Gerakan ini dikenal sebagai Dana Kopra Maluku Irian Barat (Dakomib). Dakomib pula yang menjadi motor pergerakan pembentukan provinsi baru yang kini meliputi wilayah Maluku Utara. Berkat peran Dakomib, Soekarno mendapuk Sultan Tidore, Zainal Abidin Syah, sebagai gubernur pertama Provinsi Irian Barat.
Dengan cengkeh dan pala, saya bisa merencanakan masa depan.
Kawasan Gane, Halmahera Tengah, menjadi salah satu daerah penghasil kopra. Namun, terus merosotnya harga kopra atau daging kelapa membuat para petani kelimpungan. Kalhate Magnun (60), petani kelapa di wilayah itu, menyebut sudah hampir empat tahun harga kopra tidak mampu kembali ke harga normal, Rp 15.000 per kg. Kini, harganya anjlok menjadi Rp 5.000 per kg.
Dalam setahun, Kalhate dan petani lainnya bisa memanen kelapa 3-4 kali dengan rata-rata 1 ton kopra setiap panen. Dengan harga sekarang, dalam satu kali panen, petani hanya mendapatkan uang Rp 3 juta-Rp 5 juta setiap tiga bulan. Kondisi ini jauh dari keadaan sebelumnya ketika petani bisa mendapat puluhan juta rupiah. Ditambah harga bahan pangan meroket seperti beras, minyak, dan lainnya.
Kalhate menduga ada persaingan tidak sehat antara produsen minyak kelapa sawit dan minyak kelapa.
Masa depan
Sektor agraria dan perikanan menjadi dua jantung ekonomi warga asli Maluku Utara. Terganggunya sektor tersebut pasti akan berdampak bagi kehidupan dan ekonomi warga. Kawasan Patani di Halmahera Tengah menyimpan potensi perikanan, perkebunan, dan pariwisata yang besar. Hamparan laut biru dan pasir putih di bibir Pulau Moor, ribuan hektar lahan cengkeh dan pala, dan puluhan titik penangkapan ikan menjadi sedikit dari potensi yang bisa dimaksimalkan.
Ketua Himpunan Nelayan Seluruh Indonesia (HNSI) Halhamera Tengah Badar Manawi berharap, potensi tersebut menunjukkan masyarakat tidak bergantung pada pertambangan semata. Ia pun risau ketika industri ekstraktif yang meluas di Maluku Utara ikut merusak wilayahnya. Tidak hanya itu, para pemuda pun menjadi lebih tertarik pergi ke lingkar tambang.
Pengalaman dari wilayah lingkar tambang menjadi pelajaran penting yang diambil oleh Badar. ”Lihat Gebe, setelah dikeruk, ditinggalkan, sekarang ada Sagea yang tercemar. Saya tidak ingin desa saya kena dampak buruk itu,” ujarnya.

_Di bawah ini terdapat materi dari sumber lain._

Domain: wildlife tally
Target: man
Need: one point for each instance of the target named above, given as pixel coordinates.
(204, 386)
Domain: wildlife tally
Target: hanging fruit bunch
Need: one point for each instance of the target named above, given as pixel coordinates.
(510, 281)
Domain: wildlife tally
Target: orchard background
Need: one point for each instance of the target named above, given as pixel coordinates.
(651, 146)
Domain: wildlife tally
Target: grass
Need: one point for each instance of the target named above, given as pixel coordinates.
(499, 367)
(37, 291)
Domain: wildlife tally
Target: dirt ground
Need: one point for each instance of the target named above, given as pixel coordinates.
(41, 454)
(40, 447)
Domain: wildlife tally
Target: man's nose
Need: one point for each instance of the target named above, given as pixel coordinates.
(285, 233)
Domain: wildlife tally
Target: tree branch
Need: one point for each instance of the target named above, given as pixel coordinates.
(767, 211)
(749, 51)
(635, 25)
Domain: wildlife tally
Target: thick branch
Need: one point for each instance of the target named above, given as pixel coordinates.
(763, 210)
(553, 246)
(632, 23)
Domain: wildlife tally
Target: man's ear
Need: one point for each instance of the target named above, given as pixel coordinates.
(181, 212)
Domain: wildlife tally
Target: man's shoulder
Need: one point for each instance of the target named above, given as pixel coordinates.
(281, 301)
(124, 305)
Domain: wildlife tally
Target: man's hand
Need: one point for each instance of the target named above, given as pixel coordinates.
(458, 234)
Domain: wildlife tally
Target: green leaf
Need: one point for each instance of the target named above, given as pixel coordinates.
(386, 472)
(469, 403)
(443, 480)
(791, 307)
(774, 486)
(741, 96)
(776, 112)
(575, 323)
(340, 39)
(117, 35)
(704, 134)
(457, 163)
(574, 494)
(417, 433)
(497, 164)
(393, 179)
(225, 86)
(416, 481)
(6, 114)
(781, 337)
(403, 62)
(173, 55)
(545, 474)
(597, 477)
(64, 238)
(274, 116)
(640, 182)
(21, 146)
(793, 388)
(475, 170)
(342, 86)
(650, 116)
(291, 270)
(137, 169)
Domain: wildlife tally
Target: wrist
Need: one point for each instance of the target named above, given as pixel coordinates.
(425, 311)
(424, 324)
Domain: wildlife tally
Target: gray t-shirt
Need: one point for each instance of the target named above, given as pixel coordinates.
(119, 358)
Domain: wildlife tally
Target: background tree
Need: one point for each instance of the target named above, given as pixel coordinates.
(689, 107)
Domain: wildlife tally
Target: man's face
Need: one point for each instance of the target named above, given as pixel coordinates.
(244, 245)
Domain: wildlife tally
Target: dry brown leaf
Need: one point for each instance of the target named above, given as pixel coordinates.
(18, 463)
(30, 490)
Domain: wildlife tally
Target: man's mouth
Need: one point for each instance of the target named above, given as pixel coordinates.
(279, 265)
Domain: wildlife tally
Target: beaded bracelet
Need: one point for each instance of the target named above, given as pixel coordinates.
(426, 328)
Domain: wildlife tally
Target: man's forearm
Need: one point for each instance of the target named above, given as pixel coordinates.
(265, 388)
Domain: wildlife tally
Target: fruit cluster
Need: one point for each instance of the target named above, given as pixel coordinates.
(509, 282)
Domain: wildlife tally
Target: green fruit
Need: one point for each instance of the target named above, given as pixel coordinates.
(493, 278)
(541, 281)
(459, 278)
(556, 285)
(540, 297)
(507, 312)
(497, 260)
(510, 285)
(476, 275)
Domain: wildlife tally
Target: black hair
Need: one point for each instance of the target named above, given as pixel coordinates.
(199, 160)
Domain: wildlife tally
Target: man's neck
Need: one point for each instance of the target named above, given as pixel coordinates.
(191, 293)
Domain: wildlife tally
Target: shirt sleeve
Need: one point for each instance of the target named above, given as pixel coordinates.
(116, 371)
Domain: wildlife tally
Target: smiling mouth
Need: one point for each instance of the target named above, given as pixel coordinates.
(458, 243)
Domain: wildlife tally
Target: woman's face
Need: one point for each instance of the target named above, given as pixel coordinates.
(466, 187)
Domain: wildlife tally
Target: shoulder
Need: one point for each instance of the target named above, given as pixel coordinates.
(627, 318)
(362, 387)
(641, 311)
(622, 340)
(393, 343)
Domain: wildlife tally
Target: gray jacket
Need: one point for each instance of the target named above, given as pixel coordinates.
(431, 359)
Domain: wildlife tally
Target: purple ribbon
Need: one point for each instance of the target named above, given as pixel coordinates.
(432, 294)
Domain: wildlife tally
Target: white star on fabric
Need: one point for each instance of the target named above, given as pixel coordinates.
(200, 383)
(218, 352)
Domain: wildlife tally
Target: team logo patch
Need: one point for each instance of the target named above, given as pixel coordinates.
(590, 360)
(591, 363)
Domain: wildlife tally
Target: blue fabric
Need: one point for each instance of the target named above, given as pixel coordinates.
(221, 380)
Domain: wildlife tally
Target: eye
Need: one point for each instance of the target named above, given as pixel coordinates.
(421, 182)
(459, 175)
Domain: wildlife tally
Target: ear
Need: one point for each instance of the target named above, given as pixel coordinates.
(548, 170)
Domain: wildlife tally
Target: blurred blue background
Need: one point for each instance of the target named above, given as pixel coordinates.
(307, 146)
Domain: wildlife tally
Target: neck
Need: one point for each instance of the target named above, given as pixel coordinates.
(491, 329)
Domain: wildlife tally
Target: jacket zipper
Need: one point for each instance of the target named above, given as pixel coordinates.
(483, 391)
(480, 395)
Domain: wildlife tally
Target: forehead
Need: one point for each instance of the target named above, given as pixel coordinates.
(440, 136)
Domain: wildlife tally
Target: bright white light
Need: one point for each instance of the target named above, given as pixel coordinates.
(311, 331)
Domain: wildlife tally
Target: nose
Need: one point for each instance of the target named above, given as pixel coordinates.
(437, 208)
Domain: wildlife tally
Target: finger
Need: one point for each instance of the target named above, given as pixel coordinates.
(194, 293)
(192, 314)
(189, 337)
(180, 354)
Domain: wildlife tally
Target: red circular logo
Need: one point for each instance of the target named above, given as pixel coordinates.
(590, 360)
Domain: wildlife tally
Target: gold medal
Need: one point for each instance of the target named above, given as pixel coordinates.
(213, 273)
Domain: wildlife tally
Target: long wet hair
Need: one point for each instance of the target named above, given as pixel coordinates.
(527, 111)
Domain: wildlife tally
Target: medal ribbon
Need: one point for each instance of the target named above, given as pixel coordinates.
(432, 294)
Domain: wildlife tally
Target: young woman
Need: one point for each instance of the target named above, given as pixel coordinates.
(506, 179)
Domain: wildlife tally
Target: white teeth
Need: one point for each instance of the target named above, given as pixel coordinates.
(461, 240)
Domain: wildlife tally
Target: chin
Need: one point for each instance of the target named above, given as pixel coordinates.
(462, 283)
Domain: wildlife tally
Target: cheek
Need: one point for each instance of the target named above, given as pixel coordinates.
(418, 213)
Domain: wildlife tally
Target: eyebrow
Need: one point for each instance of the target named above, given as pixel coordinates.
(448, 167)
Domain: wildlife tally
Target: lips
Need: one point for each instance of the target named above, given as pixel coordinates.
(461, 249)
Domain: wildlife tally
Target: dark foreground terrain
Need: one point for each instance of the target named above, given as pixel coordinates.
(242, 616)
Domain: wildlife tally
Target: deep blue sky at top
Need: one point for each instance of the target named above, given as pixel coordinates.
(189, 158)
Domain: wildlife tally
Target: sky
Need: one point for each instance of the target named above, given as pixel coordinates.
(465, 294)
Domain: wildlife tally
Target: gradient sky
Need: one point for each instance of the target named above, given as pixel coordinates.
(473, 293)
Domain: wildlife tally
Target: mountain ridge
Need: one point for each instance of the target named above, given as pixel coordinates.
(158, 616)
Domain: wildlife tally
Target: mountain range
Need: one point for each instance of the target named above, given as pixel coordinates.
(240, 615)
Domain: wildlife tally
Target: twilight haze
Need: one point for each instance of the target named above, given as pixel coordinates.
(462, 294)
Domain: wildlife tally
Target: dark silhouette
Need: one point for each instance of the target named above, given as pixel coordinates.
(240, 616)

Hilirisasi produk yang didorong pemerintah seharusnya juga menyasar sektor lain, khususnya perikanan. Kawasan laut di daerah Patani masuk dalam Wilayah Pengelolaan Perikanan 715. Ia mengatakan, di kawasan ini terdapat 45 titik penangkapan ikan tuna dari total 112 titik penangkapan. Hal ini karena posisinya yang berbatasan langsung dengan Samudra Pasifik bagian selatan sehingga menjadi jalur migrasi ikan.
”Pemerintah bisa membangun industri pengolahan ikan kaleng di sini, juga bangun penyimpanan es. Sektor ini pasti akan menyerap lapangan kerja karena warga sudah memiliki keahilan untuk itu,” ujarnya.
Baca juga: Komoditas Cengkeh: Sejarah, Manfaat, Produsen Dunia, dan Produksi Indonesia
Wakil Direktur Lembaga Mitra Lingkungan Maluku Utara Siti Barora mengatakan, kehadiran industri pertambangan dan pengolahan melalui skema Proyek Strategis Nasional (PSN) acapkali membuat posisi petani dan nelayan lemah. Label PSN membuat tata ruang wilayah mudah diubah. Hasilnya, kehidupan masyarakat asli Maluku Utara yang bercorak pertanian dan perikanan terdampak.
Kehadiran industri ekstraktif membuat perdebatan hanya berpusat dalam lingkaran pembagian dana bagi hasil dan pertumbuhan ekonomi. Namun, dampaknya tidak dirasakan luas oleh semua orang. ”Zona pertanian digeser jadi zona pertambangan dan seterusnya. Posisi warga Maluku Utara malah menjadi lemah dalam konteks pembangunan ekonomi wilayahnya sendiri,” ujarnya.
Situasi ini diharapkan menjadi refleksi besar bagi pemerintah daerah dan pemerintah pusat dalam HUT Ke-24 Maluku Utara. Potensi besar pertanian dan perikanan perlu juga dikelola menjadi bingkai yang membangun ekonomi Maluku Utara di masa depan.